Messages Archive
AZ in Colorado Springs
My router table is a Rockler high pressure laminate table, and I made a simple base for it. For a couple of years, I had an old skil plunge router mounted in it, and I added a shelf under the router and used used a bottle jack (hydraulic jack) as a lift mechanism. I could raise the router in fine increments, but going down was trouble. But, it worked.
Then I got a freud FT3000VCE (Woodcraft had a great after-Christmas sale a couple of years back) and mounted that. It is a plunge router and is adjustable through the base. It also has a shaft lock, and I can easily change bits above the table.

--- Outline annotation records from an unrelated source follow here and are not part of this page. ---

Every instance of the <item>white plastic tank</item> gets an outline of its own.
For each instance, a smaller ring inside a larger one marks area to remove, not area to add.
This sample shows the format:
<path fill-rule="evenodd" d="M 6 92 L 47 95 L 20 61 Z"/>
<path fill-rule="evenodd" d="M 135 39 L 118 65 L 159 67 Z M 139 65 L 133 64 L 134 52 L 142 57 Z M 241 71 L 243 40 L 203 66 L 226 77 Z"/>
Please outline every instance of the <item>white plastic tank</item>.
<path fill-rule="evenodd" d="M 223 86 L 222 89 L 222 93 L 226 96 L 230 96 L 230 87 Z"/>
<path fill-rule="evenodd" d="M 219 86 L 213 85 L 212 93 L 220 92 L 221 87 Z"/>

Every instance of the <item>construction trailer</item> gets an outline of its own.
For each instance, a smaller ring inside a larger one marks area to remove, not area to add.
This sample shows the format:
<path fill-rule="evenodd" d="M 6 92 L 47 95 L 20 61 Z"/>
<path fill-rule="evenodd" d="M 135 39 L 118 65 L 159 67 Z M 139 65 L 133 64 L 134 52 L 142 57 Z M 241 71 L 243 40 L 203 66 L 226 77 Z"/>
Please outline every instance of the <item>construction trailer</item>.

The freud router came with a knob that was not very convenient to use. The adjustment mechanism uses a 3/8" allen wrench, and the knob was a length of the appropriate aluminum stock with a small knob handle at the end. I found a socket in my tool box with a 3/8" allen wrench end. I use a ratchet and extension with that socket and I can make very, very fine adjustments in both directions. And, the ratchet handle, more so than the knob, makes it easier to make the finer adjustments -- 1/4 turn, 1/8 turn, 1/16 turn, etc. And when it's time to crank it up and remove the bit, I don't risk a repetitive motion injury to my wrist turning that small knob.
To get to your question, I've never used a separate screw-type lift mechanism (just my bottle jack). But the integral system in the freud router is great.